The page was not banned by Facebook in the typical manner. Although users can still access it, the only administrator, Willamowicz, was locked out of his personal account. If fans visit the page, they are still able to see it, but most are probably unaware that the person responsible for running the page can no longer do so.
The Poland Forever page also had one editor account, which was assigned to an acquaintance of Willamowicz. Although the editor could still post content to the page, the person running the editor account was unable to post on a regular basis, effectively throttling the page. The editor also did not have the power to delete spam, moderate discussions or assign new users to administrate the Poland Forever page.
Willamowicz said that his banning appeared to result from an article he posted from a mainstream website, ThoughtCo., entitled “Causes of World War II“, which featured a photograph of Adolf Hitler. Facebook has a ban on content that glorifies Nazis, but despite the article featuring a lead photograph of Adolf Hitler, the article itself was anti-Nazi. Despite multiple appeals to Facebook from Willamowicz and explanation that he was posting an anti-Nazi article, the company has not reinstated his account for nearly half a year.

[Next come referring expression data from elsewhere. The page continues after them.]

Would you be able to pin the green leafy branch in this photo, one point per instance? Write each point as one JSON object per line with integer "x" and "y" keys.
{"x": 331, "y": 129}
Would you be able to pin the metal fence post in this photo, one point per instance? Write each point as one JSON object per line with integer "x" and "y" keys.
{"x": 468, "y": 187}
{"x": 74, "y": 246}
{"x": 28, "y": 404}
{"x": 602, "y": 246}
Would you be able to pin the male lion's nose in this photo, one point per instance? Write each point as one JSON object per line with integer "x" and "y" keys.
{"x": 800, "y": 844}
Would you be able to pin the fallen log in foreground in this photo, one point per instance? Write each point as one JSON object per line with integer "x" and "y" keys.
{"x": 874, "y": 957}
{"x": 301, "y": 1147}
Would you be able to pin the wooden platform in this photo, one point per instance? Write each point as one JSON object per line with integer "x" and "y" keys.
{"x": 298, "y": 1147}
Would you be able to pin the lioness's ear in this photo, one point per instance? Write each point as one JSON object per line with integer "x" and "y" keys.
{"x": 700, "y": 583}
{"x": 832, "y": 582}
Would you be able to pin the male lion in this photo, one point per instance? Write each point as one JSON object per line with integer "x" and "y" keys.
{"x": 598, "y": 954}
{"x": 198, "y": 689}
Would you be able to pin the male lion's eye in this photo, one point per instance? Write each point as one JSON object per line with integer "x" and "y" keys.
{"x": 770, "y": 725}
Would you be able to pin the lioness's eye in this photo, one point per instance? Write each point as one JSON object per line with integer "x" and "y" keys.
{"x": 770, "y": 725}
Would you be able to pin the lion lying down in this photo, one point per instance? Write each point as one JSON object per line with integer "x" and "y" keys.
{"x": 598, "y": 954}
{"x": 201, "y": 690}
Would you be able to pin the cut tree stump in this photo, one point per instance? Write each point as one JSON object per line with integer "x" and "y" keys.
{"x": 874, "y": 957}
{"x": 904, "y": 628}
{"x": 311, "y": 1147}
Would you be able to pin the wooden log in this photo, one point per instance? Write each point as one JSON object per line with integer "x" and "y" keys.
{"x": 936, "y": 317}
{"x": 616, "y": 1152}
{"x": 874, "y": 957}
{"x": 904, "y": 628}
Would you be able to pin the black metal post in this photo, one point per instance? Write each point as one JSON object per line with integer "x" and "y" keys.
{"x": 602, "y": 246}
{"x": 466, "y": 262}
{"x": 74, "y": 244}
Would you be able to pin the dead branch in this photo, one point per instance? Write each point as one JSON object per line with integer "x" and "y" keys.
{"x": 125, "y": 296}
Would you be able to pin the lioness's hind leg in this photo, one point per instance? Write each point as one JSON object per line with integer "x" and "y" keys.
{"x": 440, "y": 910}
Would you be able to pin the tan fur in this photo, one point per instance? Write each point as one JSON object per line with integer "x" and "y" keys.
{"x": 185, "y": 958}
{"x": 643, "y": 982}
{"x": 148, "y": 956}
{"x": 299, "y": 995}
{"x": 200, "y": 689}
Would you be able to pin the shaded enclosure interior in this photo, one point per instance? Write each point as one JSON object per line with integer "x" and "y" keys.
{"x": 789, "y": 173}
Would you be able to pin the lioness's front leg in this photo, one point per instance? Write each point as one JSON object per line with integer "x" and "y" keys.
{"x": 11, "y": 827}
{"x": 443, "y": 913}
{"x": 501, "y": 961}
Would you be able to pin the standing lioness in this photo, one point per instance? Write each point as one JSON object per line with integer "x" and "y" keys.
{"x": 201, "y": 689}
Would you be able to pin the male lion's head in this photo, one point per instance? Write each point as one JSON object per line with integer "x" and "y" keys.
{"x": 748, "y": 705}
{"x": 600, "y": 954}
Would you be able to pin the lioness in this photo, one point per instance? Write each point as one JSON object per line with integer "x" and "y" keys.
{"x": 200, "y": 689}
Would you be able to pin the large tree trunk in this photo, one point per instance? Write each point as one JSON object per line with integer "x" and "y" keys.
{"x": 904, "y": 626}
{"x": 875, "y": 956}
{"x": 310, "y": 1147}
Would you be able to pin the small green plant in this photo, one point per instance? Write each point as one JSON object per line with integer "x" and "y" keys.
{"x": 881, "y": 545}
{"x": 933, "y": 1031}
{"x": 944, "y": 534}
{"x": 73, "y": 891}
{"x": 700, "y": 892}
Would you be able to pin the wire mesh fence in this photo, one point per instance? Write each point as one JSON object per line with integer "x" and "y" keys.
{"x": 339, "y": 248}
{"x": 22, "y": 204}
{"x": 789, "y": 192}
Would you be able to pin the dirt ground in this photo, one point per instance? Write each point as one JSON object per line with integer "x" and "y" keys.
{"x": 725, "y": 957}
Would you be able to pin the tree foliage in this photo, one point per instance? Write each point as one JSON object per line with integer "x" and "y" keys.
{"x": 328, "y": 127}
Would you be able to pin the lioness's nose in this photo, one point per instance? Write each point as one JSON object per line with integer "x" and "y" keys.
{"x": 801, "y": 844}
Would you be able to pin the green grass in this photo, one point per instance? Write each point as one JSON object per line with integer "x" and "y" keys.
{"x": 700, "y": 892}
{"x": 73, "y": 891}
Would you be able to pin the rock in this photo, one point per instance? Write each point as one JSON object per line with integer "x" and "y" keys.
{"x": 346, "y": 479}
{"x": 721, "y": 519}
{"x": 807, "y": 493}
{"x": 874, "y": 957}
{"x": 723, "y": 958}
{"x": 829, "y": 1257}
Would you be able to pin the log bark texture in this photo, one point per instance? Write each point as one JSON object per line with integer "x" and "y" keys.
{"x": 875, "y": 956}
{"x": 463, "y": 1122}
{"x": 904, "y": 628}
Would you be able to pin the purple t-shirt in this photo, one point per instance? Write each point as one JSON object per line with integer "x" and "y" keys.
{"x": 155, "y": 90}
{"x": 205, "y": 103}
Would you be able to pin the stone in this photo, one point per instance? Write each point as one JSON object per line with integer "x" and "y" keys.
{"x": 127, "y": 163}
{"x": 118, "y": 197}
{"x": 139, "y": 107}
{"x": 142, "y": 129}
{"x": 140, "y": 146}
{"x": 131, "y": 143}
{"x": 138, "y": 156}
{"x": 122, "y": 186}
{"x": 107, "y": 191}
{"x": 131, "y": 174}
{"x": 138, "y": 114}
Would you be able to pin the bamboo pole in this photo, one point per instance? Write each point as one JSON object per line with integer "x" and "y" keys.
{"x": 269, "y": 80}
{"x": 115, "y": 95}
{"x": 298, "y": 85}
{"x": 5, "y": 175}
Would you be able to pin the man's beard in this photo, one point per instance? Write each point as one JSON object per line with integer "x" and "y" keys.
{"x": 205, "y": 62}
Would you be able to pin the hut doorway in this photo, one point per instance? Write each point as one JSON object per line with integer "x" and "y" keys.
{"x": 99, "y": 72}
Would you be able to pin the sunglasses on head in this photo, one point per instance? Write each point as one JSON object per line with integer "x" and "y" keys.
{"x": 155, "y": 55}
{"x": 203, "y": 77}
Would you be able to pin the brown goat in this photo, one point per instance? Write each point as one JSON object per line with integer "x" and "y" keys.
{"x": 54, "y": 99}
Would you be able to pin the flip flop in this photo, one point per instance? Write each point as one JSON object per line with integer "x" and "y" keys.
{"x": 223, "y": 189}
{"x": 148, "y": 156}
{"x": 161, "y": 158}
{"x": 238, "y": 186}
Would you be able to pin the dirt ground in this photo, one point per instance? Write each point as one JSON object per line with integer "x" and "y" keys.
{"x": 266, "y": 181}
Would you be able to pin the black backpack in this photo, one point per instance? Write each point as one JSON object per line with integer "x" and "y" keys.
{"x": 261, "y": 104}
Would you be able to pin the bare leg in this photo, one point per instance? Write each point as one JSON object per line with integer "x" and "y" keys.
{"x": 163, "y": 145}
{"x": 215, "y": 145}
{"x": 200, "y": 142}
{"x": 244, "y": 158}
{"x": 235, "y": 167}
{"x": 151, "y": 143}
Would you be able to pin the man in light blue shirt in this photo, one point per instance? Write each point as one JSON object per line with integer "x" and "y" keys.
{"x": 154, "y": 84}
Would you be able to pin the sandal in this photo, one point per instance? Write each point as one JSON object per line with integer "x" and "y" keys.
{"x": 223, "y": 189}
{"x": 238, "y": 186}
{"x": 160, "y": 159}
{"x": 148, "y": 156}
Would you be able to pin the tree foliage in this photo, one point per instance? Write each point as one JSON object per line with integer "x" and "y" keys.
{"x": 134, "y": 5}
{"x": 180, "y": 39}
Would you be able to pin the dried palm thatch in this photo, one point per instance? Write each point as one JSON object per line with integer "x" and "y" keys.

Willamowicz, who was born in Poland but left the country for Canada as a young man due to the stifling communist system in the country, founded the Poland Forever page in 2015. After five years of effort, he decided he no longer wanted to struggle against Facebook, writing in a post under a new account he registered:
“Thank you so much, friends, for sharing with me Polish civilization, customs, and history… I appreciate it and am very happy that thousands worldwide have learned a bit more about Poland, which especially in the last few years, is approaching the living standards of Western Europe and making astonishing progress to a promising future. After more than five years of dedicated work on this page, it’s just too frustrating for me, an 83-year-old, to watch its deliberate breakdown. Unfortunately, I am left with no choice but to bid you this final farewell.”
Facebook was requested to comment on the banning of Willamowicz’s account, but after two weeks, the California Big Tech company has still not responded to questions from Remix News.
Despite multiple requests, Willamowicz refused to provide a public statement about the banning of his account to Remix News, saying he said he all he wanted to say in his farewell Facebook post on the subject.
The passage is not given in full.